He had discovered that good and evil lie in everyone’s heart. “It takes spiritual courage therefore to face a far more dangerous foe, a truly deadly enemy: our own worst selves.” The unthinkable scale of Stalinist evil however required the cover of ideology to rename evil as good: “Ideology is what gives evil-doing its long-sought justification, and gives the evildoer the necessary steadfastness and determination.”
Solzhenitsyn came to identify his Gulag sufferings with the passion of Jesus on the cross. Because it was his prison experience that brought him back to Christ, he said: “I say without hesitation, bless you, prison, for having been in my life!” Leo Tolstoy was right…He actually needed prison as a drought needed a shower of rain! He called it his education that will last forever.
In 1970, Solzhenitsyn was awarded the Nobel Prize in Literature “for the ethical force with which he has pursued the indispensable traditions of Russian literature.” But it was impossible for him to go to Sweden to receive the Nobel Prize, because of the expectation that he would not be allowed back in Russia. It was only four years later after being expelled from the Soviet Union that he received the award.
Solzhenitsyn challenged Russia to not only abandon communism, but to actively repent of the harm that they had done in the Gulag: “It is Russia’s unwillingness to declare communism a crime and express repentance for it that dooms it to support for a return to it today and new upheavals tomorrow,” he wrote.
“Without the gift of repentance,” said Solzhenitsyn, “Russia will perish and drag down the whole world with it.” Perhaps the horrific trauma currently inflicted by Russia on Ukraine is because Russia never really repented of their earlier misdoings. “Silence about evil,” said Solzhenitsyn, “implants it so deeply within us that it will rise up a thousand-fold in the future.”
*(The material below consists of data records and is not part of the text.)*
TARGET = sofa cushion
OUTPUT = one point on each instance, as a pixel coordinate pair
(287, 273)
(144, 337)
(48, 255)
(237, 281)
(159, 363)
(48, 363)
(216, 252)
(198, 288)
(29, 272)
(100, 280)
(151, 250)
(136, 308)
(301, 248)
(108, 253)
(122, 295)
During Stalin’s Great Purge of 1937, over 700,000 neighbours and co-workers were shot or sent to Siberia, many of them loyal Stalinists. Everyone was given a quota system on the number of people that they had to betray, or else they would suffer the painful consequences themselves.
Such evil, which Solzhenitsyn showed went back to Lenin, did not stay contained, but rather metastasized. As 1 Timothy 3:11 put it, “evil men and impostors will go from bad to worse, deceiving and being deceived.”
We thank God for brave people like Solzhenitsyn who had the courage to tell the God-given truth which sets people free.